Dit ultrakleine apparaatje, de PocketPCR, weegt slechts 50 gram en is met een usb-ingang aan een smartphone of computer te koppelen.
Sinds de covid-19-pandemie kent het grote publiek PCR als diagnostische test. De techniek maakte jarenlang een stormachtige ontwikkeling door en groeit nog steeds verder met nieuwe toepassingen. ‘Je kunt PCR’ren op werkelijk alles wat leeft of heeft geleefd.’
Halverwege de jaren tachtig slaagde biochemicus Kary Mullis erin om selectief dna-strengen te vermeerderen met enzymen uit heetwaterbronnen. Zijn doel was om een nieuwe methode te ontwikkelen om puntmutaties voor sikkelcelanemie aan te tonen. Hij werkte daarom, net als velen in die tijd, aan verbetering van al bestaande methodes om dna te kopiëren. De uitvinding van Mullis bracht dit proces echter in een stroomversnelling. Het leverde hem de Nobelprijs voor de chemie op. In de jaren die volgden werd de polymerasekettingreactie een standaard labmethode met uiteenlopende toepassingen. Vorig jaar zomer overleed Mullis, net voordat het grote publiek kennis zou maken met PCR als diagnostisch hulpmiddel. (zie ook kader: Geschiedenis van PCR).
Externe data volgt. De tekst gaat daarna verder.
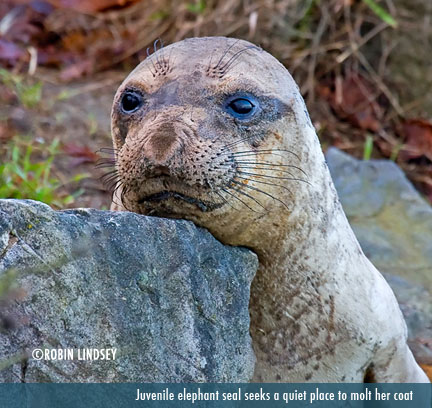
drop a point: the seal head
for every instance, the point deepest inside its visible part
(196, 132)
(215, 130)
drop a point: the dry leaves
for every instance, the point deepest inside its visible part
(417, 135)
(354, 99)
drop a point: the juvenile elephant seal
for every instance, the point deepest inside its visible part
(214, 130)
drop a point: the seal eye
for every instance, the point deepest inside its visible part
(241, 107)
(131, 101)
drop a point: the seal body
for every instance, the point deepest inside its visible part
(214, 130)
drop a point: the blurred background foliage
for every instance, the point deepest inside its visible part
(363, 67)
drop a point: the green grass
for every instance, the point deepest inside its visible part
(381, 13)
(27, 174)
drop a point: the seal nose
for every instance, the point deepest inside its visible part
(163, 143)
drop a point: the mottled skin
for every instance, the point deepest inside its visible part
(320, 311)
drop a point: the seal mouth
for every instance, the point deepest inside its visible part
(204, 206)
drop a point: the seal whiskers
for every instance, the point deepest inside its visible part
(206, 141)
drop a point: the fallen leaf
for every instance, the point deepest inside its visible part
(77, 70)
(10, 51)
(417, 135)
(354, 99)
(90, 6)
(82, 154)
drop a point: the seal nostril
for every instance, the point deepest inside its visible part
(131, 101)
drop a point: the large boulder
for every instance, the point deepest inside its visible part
(168, 296)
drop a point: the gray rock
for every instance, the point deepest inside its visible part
(393, 224)
(170, 298)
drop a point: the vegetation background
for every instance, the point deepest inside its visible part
(363, 67)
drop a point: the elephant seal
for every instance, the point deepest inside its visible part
(214, 130)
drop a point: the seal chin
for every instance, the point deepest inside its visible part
(164, 198)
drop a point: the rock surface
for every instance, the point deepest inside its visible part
(393, 224)
(170, 298)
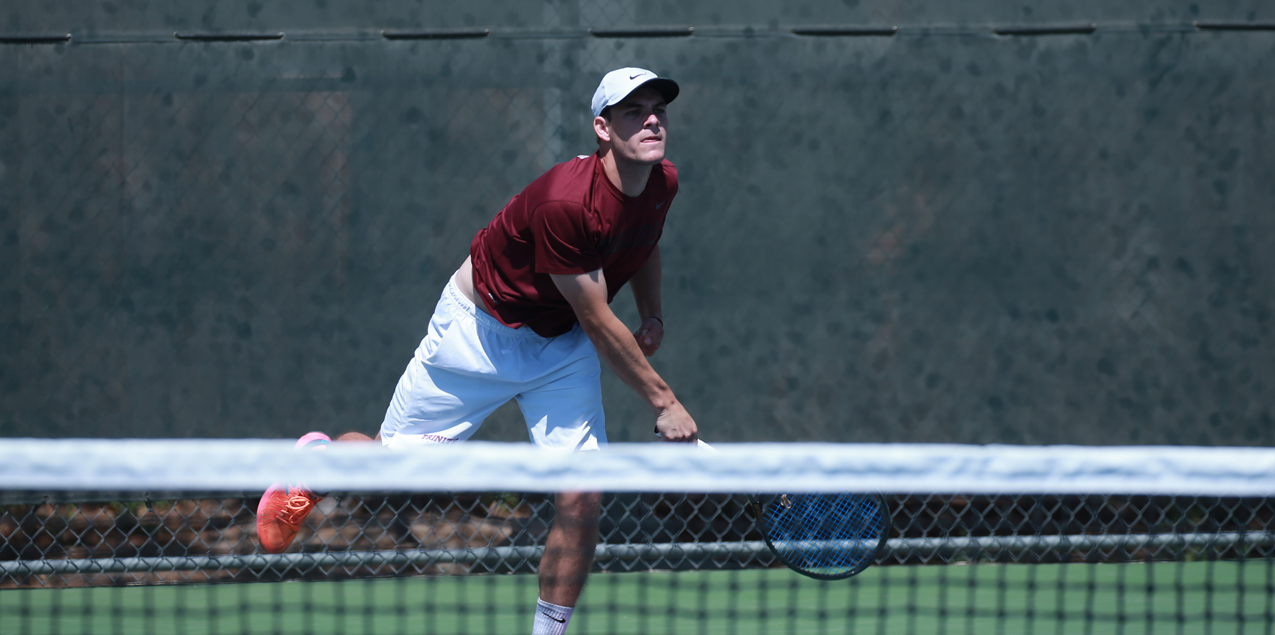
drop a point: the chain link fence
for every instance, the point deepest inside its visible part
(927, 233)
(50, 543)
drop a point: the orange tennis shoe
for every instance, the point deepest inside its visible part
(284, 506)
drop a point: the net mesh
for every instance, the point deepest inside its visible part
(395, 561)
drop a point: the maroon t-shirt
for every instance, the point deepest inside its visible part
(571, 219)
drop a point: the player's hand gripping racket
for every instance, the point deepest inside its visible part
(824, 536)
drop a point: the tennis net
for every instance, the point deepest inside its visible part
(160, 537)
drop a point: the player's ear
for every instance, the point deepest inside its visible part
(601, 129)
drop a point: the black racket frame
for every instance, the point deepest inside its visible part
(765, 534)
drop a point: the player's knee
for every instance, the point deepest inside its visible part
(582, 506)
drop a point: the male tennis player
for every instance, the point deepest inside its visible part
(527, 316)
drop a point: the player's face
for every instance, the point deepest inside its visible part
(638, 126)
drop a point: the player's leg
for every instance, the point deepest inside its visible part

Deze zelfgemaakte PCR-robot uit 1987 verplaatst dna-monsters met een robotarm tussen twee waterbaden. Onderzoekers van de John Hopkins-universiteit maakten hem van onderdelen uit hun lab en plaatselijke ijzerwinkels, omdat geautomatiseerde PCR-apparaten in die tijd zeer gewild en daardoor duur en moeilijk verkrijgbaar waren. Foto: Smithsonia Institute, gift of Kenneth W. Kinzler, PhD
Mullis was destijds de eerste die de thermostabiele taq-polymerase gebruikte. Dit enzym was acht jaar daarvoor geïsoleerd uit Thermus aquaticus-cellen, die te vinden zijn in heetwaterbronnen in Yellowstone National Park (VS). De soort werd later ingedeeld bij de archaea. Het grote voordeel van taq-polymerase was dat niet elke keer nieuwe enzymen moesten worden toegevoegd na het denatureren van de dubbele dna-streng. Dat scheelde veel tijd en moeite. Vanaf dat moment kon PCR de tijdrovende kweekmethodes van voorheen gaan vervangen. Behalve in de diagnostiek, maakte PCR ook in ander moleculair onderzoek een enorme opmars door (zie kader: PCR: de basis).
‘Je moest zelf maar gaan zoeken in bekende sequenties en bedenken wat goede primers zouden zijn’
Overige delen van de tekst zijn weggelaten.